The 25-year-old shot a five-under-par 67 to follow up his opening 66 and move to 11 under.

Damien McGrane is the best of the Irish on six under while Shane Lowry and Peter Lawrie are two strokes further back. Gareth Maybin (-3) and Michael Hoey (-2) also made the cut.

Boyd’s total was matched by Gonnet, who was also five under today after six birdies and a solitary bogey at the 13th hole.

Boyd, meanwhile, started at the 10th but had a disappointing start when he failed to replicate yesterday's eagle at the 12th and dropped a shot on this occasion.

It would be his only blemish today, though, as he gained the shot back at the 18th and then carded five birdies on the front nine. His stand-out shot came at the fourth, when a superb approach out of the rough left him with a tap-in for a birdie three.

South Africa's Branden Grace lies third on his own, one shot behind the leading pair after a bogey-free 67 including an eagle two at the seventh.

A 67 left Nicolas Colsaerts on his own at nine under.
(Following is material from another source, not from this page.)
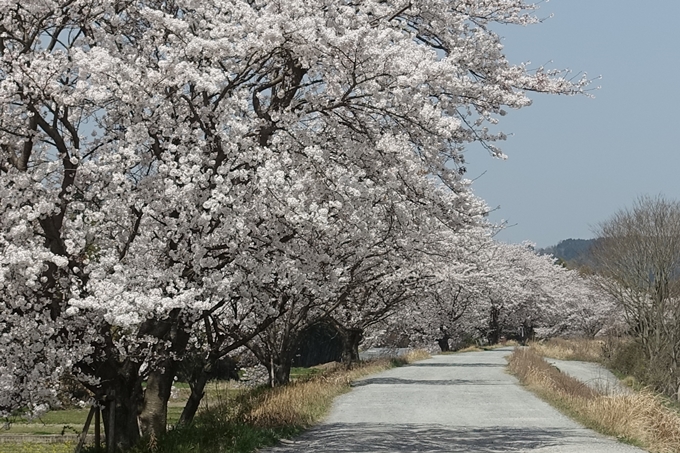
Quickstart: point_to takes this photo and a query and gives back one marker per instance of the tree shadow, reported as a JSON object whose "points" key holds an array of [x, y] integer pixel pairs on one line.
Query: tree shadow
{"points": [[365, 437], [400, 381]]}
The Belgian eagled the second and added five birdies and two bogeys on his five-under-par card.

Korean Choi Jin-ho also joined the trend for 67s today to finish at eight under, level with Australian Marcus Fraser and Spain's Ignacio Garrido who both made three-under 69s. A large group follow at seven under, including England's Danny Willetts and Oliver Wilson.

Scotland's Scott Jamieson birdied the last three holes to finish inside the two-under-par cut with a stroke to spare, while Ian Poulter was one of a host of players right on the line. The likes of Marcel Siem, Simon Khan and Ross Fisher missed out by one shot at one under.

Chinese teenager Guan Tian-lang, the youngest player ever to play on the European Tour aged just 13, found the going tough as he carded 79. He did manage birdies at the 18th and seventh, though, and his final 12-over-par total left him ahead of his more experienced compatriots Deng Le-jun, Zhang Yi-ming and Alexander Chen as well as Scotland's Marc Warren.